In re the Arbitration between Colasante & Bridgehampton Road Races Corp.

16 Misc. 2d 923, 185 N.Y.S.2d 203, 1959 N.Y. Misc. LEXIS 4275
CourtNew York Supreme Court
DecidedFebruary 19, 1959
StatusPublished
Cited by1 cases

This text of 16 Misc. 2d 923 (In re the Arbitration between Colasante & Bridgehampton Road Races Corp.) is published on Counsel Stack Legal Research, covering New York Supreme Court primary law. Counsel Stack provides free access to over 12 million legal documents including statutes, case law, regulations, and constitutions.

Bluebook
In re the Arbitration between Colasante & Bridgehampton Road Races Corp., 16 Misc. 2d 923, 185 N.Y.S.2d 203, 1959 N.Y. Misc. LEXIS 4275 (N.Y. Super. Ct. 1959).

Opinion

J. Irwin Shapiro, J.

Motion by the petitioner for an order confirming an arbitration award in his favor. Cross motion by respondent to vacate said award or, alternatively, to modify and correct the same.

After buying a large plot of land respondent entered into negotiations with petitioner which culminated in a contract between the parties dated September 27, 1956. The contract required the petitioner to construct, from unused woodland, a complete road-racing plant, consisting of a three-mile circuit, administration building, spectator parking area, access roads, toll booths and other necessary racing and spectator facilities, for the sum of $254,200. The original contract was modified and in part superseded by later contracts between the parties, dated March 27,1957, and June 6, 1957.

Petitioner performed a substantial part of the work required by these contracts, but in and about September, 1957 a number of disputes developed between the parties in which petitioner claimed that he had not been paid for some of the work he did under the contracts, or for any of a large quantity of extra work he claimed to have done, and in which respondent claimed that petitioner had not performed his contracts and in which it denied that he had been asked to do or had done any extra work.

The contracts between the parties provided for the arbitration of disputes arising under the contracts by the American Arbitration Association. Accordingly, on February 10, 1958, respondent, by a notice in writing, alleged that it had been damaged in the sum of $178,107.49, by the petitioner’s actions and demanded arbitration of its claim.

Petitioner submitted an ‘‘ answer and counterclaim ’ ’ alleging that he had been damaged in the sum of $149,898.57, by reason of respondent’s actions.

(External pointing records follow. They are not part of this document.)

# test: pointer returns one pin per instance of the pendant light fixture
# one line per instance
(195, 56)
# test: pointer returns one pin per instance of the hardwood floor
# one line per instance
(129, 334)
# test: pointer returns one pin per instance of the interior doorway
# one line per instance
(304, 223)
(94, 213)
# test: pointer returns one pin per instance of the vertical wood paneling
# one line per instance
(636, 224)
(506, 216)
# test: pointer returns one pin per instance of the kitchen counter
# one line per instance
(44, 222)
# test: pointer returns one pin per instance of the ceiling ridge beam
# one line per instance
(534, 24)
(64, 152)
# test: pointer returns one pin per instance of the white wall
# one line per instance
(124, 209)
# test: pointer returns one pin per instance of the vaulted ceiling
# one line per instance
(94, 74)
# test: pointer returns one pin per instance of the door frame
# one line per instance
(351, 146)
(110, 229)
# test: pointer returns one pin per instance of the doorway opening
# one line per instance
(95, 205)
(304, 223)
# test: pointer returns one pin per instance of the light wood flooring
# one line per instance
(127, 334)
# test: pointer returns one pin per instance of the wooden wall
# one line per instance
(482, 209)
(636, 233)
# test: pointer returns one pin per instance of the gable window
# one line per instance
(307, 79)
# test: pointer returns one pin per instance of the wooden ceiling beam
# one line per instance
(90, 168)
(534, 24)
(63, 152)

As required by the contracts and under the rules of the American Arbitration Association, three arbitrators were selected and agreed upon by the parties, and hearings were held before them on 15 separate days commencing on April 15, 1958, and terminating on November 15, 1958. A unanimous award resulted in favor of petitioner. Its exact terms are not germane to this decision, except as to item 5 thereof, the effect and meaning of which will be hereafter discussed.

The respondent, by its cross motion, now seeks to vacate or, in the alternative, to modify and correct the award upon various grounds. We shall discuss its contentions seriatim.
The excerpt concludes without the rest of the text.